Kickboxing and Sambo Granted Provisional Olympic Recognition

Today it was announced that Sambo and Kickboxing have been granted provisional recognition by the International Olympic Committee.

The following information was contained in a press release published today:

The International Sambo Federation (FIAS)…and the World Associations of Kickboxing Organisations (WAKO) were granted provisional IOC recognition for a period of three years by the EB. These three International Federations will now be able to receive funding from the IOC and can apply for development programmes, while full recognition has to be granted by the IOC Session.  

For those unfamiliar with the art, Sambo is a Russian unarmed combative sport with both a grappling based sport ruleset and a grittier variant known as combat sambo which is more akin to modern mixed martial arts.

This IOC recognition brings both these sports closer to eventual potential inclusion in the Olympic Games.

A few words are warranted on what this development means in Canada as Canada’s Criminal Code by default legalizes combative sports on the Programme of the IOC.

When Section 83 of the Criminal Code was overhauled in 2013 to allow Mixed Martial Arts to be legalized in Canada other combat sports were impacted by the legislation.  The law made it clear which professional and amateur combat sports were legal.  In large part the legislation defers to Provinces.  A default, however, are Olympic Combat Sports.  Unless Provinces say otherwise amateur versions of these sports are automatically legal under the Criminal Code.

Over the years many Provinces have exercised their Section 83 Criminal Code powers noting which sports were legal and which were not.
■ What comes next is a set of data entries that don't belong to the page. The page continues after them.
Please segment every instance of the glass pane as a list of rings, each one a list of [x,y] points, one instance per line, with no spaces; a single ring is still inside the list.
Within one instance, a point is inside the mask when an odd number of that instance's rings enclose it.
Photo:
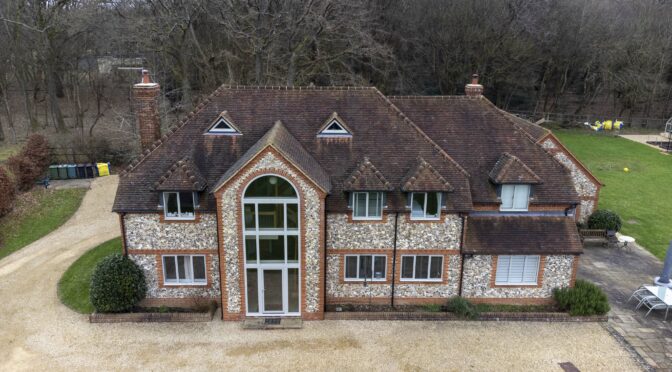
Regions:
[[[257,238],[254,236],[245,238],[245,260],[249,263],[257,261]]]
[[[432,257],[432,263],[429,266],[429,278],[441,279],[441,272],[443,271],[443,257]]]
[[[180,216],[194,216],[194,194],[191,192],[180,193]]]
[[[179,210],[177,209],[177,193],[167,192],[166,197],[166,217],[178,217]]]
[[[366,217],[366,193],[365,192],[356,192],[355,193],[355,206],[354,206],[354,215],[355,217]]]
[[[505,283],[509,281],[509,260],[511,256],[497,257],[497,273],[495,276],[496,283]]]
[[[205,281],[205,257],[204,256],[193,256],[191,258],[192,265],[194,268],[194,281],[204,282]]]
[[[287,235],[287,262],[299,262],[299,237]]]
[[[189,264],[189,256],[177,256],[177,273],[180,280],[187,279],[187,265]]]
[[[373,262],[373,278],[385,279],[385,257],[376,256]]]
[[[296,197],[294,187],[289,182],[276,176],[257,178],[248,186],[245,197]]]
[[[257,269],[247,269],[247,311],[259,312],[259,285]]]
[[[382,198],[379,192],[369,193],[369,217],[380,217],[382,212]]]
[[[282,270],[264,270],[264,311],[282,311]]]
[[[285,262],[285,239],[282,235],[259,236],[260,262]]]
[[[530,197],[529,185],[516,185],[513,193],[513,208],[527,209],[527,201]]]
[[[285,226],[283,204],[259,204],[259,229],[282,229]]]
[[[411,204],[411,215],[413,217],[425,217],[425,193],[414,192]]]
[[[513,208],[513,185],[502,185],[502,205],[500,209]]]
[[[429,256],[415,256],[415,279],[427,279]]]
[[[177,271],[175,268],[175,256],[163,257],[163,275],[166,281],[177,280]]]
[[[404,279],[413,279],[412,256],[405,256],[401,258],[401,277]]]
[[[427,193],[427,217],[439,217],[439,193]]]
[[[243,214],[245,215],[245,229],[254,230],[256,226],[254,204],[245,204]]]
[[[359,256],[359,278],[371,279],[371,256]]]
[[[287,229],[299,228],[299,205],[287,204]]]
[[[357,256],[345,257],[345,277],[348,279],[357,278]]]
[[[290,313],[299,312],[299,269],[287,269],[287,299]]]

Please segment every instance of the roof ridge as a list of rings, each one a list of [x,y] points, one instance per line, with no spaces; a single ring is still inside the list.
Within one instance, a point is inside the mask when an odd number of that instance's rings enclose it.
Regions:
[[[397,115],[401,118],[401,120],[402,120],[403,122],[407,123],[408,125],[411,126],[411,128],[415,129],[416,132],[417,132],[422,138],[424,138],[430,145],[432,145],[432,147],[434,147],[434,149],[437,150],[441,155],[443,155],[444,157],[446,157],[446,158],[447,158],[453,165],[455,165],[455,167],[456,167],[460,172],[462,172],[467,178],[471,177],[471,176],[469,175],[469,172],[467,172],[466,169],[462,168],[462,166],[460,165],[460,163],[458,163],[457,161],[455,161],[455,159],[453,159],[453,158],[452,158],[452,157],[451,157],[451,156],[450,156],[450,155],[449,155],[443,148],[441,148],[441,146],[439,146],[439,144],[437,144],[436,142],[434,142],[434,140],[432,140],[432,139],[427,135],[427,133],[425,133],[422,129],[420,129],[420,127],[419,127],[417,124],[415,124],[415,123],[414,123],[408,116],[406,116],[406,114],[404,114],[404,112],[401,111],[401,110],[399,109],[399,107],[397,107],[397,106],[396,106],[396,105],[395,105],[395,104],[394,104],[394,103],[393,103],[387,96],[385,96],[385,95],[384,95],[381,91],[379,91],[376,87],[373,87],[373,89],[374,89],[374,91],[378,94],[378,96],[383,100],[383,102],[387,103],[388,107],[389,107],[390,109],[392,109],[392,111],[394,111],[394,112],[397,113]]]
[[[367,169],[371,170],[373,175],[378,179],[378,181],[380,181],[380,183],[383,184],[383,186],[385,186],[387,190],[392,191],[394,189],[392,184],[385,178],[383,173],[380,172],[375,165],[373,165],[371,159],[369,159],[368,156],[365,156],[364,160],[362,160],[355,166],[355,169],[346,179],[346,181],[343,182],[343,184],[346,185],[346,187],[348,188],[352,188],[353,183],[356,182],[358,177],[360,177]]]
[[[532,143],[534,143],[535,145],[539,145],[538,141],[531,134],[527,133],[527,131],[525,129],[521,128],[520,125],[518,125],[515,121],[513,121],[509,117],[509,115],[511,115],[511,114],[509,114],[505,110],[500,109],[499,107],[497,107],[497,105],[495,105],[489,99],[487,99],[483,96],[480,96],[480,99],[481,99],[480,102],[484,103],[486,107],[488,107],[490,110],[495,111],[496,113],[502,115],[502,117],[504,119],[506,119],[506,121],[511,123],[511,126],[513,126],[515,129],[523,132],[523,135],[525,135],[525,137],[527,137]],[[530,124],[534,124],[534,123],[530,123]]]
[[[154,182],[154,188],[157,189],[161,186],[170,178],[170,176],[179,171],[180,168],[185,172],[187,177],[194,178],[193,187],[197,187],[199,183],[202,184],[203,187],[207,185],[207,180],[201,174],[198,166],[192,161],[191,156],[185,155],[168,167],[168,170],[159,177],[159,180]]]
[[[210,102],[212,102],[212,99],[215,96],[218,96],[222,92],[222,86],[219,88],[215,89],[212,93],[210,93],[207,97],[201,99],[194,108],[187,113],[187,115],[182,118],[177,124],[172,125],[166,133],[164,133],[161,138],[157,139],[152,143],[152,146],[149,149],[145,149],[140,155],[138,155],[135,159],[131,161],[131,163],[119,173],[120,177],[126,176],[128,173],[132,172],[133,170],[137,169],[138,165],[140,165],[147,157],[153,153],[156,149],[158,149],[162,144],[164,144],[170,137],[173,136],[179,129],[184,127],[184,125],[191,120],[196,114],[201,112],[205,106],[207,106]]]
[[[411,167],[408,170],[408,173],[402,180],[402,190],[409,191],[413,189],[413,186],[415,182],[418,180],[418,175],[420,175],[420,172],[422,172],[423,169],[427,169],[434,177],[437,178],[439,183],[443,185],[443,187],[446,188],[446,191],[453,191],[453,185],[446,180],[439,171],[437,171],[432,164],[430,164],[427,160],[423,159],[422,156],[418,156],[418,164],[415,167]]]
[[[466,96],[466,95],[422,95],[422,94],[409,94],[409,95],[401,95],[401,96],[387,96],[390,99],[417,99],[417,100],[424,100],[424,99],[446,99],[446,100],[476,100],[478,97],[472,97],[472,96]]]
[[[222,84],[218,89],[238,89],[238,90],[373,90],[372,86],[350,86],[350,85],[326,85],[326,86],[289,86],[289,85],[231,85]]]

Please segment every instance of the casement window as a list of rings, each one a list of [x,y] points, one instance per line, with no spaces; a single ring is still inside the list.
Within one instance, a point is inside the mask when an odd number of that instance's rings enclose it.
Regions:
[[[502,185],[502,205],[499,210],[524,212],[530,199],[530,185]]]
[[[441,281],[443,256],[401,256],[401,281]]]
[[[383,281],[387,271],[387,256],[382,255],[346,255],[345,280]]]
[[[412,220],[438,220],[441,213],[441,193],[439,192],[412,192],[411,202]]]
[[[536,285],[539,256],[498,256],[497,285]]]
[[[337,120],[333,119],[327,124],[324,129],[320,132],[320,135],[350,135],[347,129]]]
[[[383,218],[382,192],[353,192],[352,219],[380,220]]]
[[[204,255],[170,255],[162,259],[164,284],[207,284]]]
[[[198,198],[194,192],[164,192],[163,213],[167,220],[193,220]]]

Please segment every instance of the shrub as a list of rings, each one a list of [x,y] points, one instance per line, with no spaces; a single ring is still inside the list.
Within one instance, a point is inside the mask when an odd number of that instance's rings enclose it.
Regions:
[[[5,168],[0,167],[0,217],[6,215],[14,206],[16,186]]]
[[[621,217],[608,209],[598,209],[588,217],[588,227],[618,231],[621,229]]]
[[[438,313],[441,311],[441,305],[439,304],[425,304],[422,305],[422,309],[430,313]]]
[[[130,310],[146,291],[142,270],[121,254],[105,257],[91,274],[91,304],[101,313]]]
[[[7,167],[14,175],[16,187],[20,191],[30,190],[37,179],[42,175],[42,169],[23,154],[7,159]]]
[[[479,316],[479,311],[469,301],[462,297],[453,297],[448,300],[446,310],[457,315],[460,318],[476,319]]]
[[[572,316],[604,315],[609,312],[607,295],[593,283],[578,279],[574,288],[560,288],[553,291],[553,297],[560,310],[569,311]]]
[[[30,159],[40,171],[43,171],[51,163],[49,142],[40,134],[33,134],[28,137],[28,141],[21,150],[21,155]]]

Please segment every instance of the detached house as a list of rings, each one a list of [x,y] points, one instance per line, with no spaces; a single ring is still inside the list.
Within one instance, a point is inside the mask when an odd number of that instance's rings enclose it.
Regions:
[[[134,87],[142,156],[114,204],[146,304],[224,320],[330,304],[546,303],[571,286],[600,183],[549,131],[481,95],[217,89],[161,134]]]

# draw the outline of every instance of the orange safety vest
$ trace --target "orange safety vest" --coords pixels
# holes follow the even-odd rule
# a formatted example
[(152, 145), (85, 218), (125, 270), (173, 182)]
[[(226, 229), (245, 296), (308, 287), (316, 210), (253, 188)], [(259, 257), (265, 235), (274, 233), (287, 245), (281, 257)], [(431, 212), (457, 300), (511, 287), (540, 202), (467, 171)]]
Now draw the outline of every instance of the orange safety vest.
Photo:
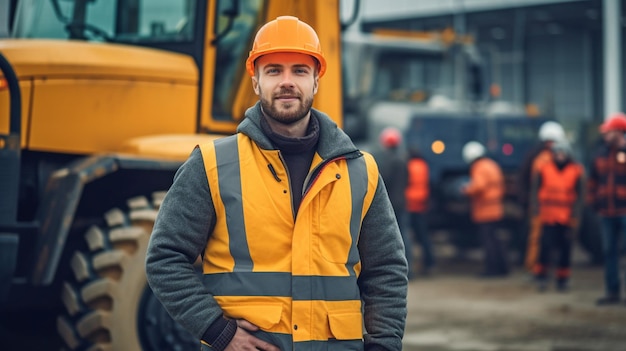
[(539, 218), (545, 224), (569, 225), (572, 208), (576, 202), (576, 183), (583, 174), (579, 164), (569, 163), (558, 169), (554, 162), (545, 164), (541, 170), (539, 188)]
[(472, 202), (472, 220), (476, 223), (502, 219), (504, 208), (504, 175), (500, 166), (489, 158), (480, 158), (470, 167), (470, 183), (465, 193)]
[(533, 164), (531, 166), (531, 178), (533, 174), (539, 173), (543, 166), (552, 162), (552, 159), (552, 151), (550, 151), (549, 148), (541, 150), (533, 159)]
[(407, 163), (409, 181), (404, 195), (406, 198), (406, 210), (411, 213), (426, 211), (428, 207), (428, 164), (420, 158), (412, 158)]

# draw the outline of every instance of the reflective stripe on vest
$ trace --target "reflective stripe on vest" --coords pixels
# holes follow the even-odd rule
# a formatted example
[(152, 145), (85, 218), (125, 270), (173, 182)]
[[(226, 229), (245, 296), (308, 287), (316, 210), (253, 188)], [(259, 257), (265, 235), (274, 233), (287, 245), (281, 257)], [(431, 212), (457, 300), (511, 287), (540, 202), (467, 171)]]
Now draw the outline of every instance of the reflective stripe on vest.
[[(236, 233), (244, 233), (243, 207), (241, 201), (231, 194), (241, 194), (241, 173), (239, 164), (234, 162), (239, 159), (239, 149), (236, 139), (223, 138), (215, 141), (215, 158), (219, 168), (218, 177), (220, 184), (220, 194), (226, 207), (226, 223), (228, 230)], [(221, 165), (221, 166), (220, 166)], [(224, 166), (231, 165), (231, 167)], [(250, 272), (253, 268), (250, 250), (245, 236), (234, 236), (230, 238), (230, 252), (235, 261), (235, 272)]]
Some Provinces have not yet exercised their powers since section 83 was overhauled making the Criminal Code the default for amateur combat sports in those jurisdictions.

Today’s news does not actually legalize these sports.  Having provisional recognition does not in itself put the sports on the Programme of the IOC.  Karate, for the sake of illustration, is a combative sport that was not only granted recent recognition by the IOC but outright made it onto the Programme of the IOC with its debut scheduled for the upcoming games in Tokyo making the sport legal by default in Canada. If kickboxing and Sambo can build on their momentum and follow the path that Karate took they too can enjoy a default legal status in Canada.  Today’s announcement is a big step in that direction.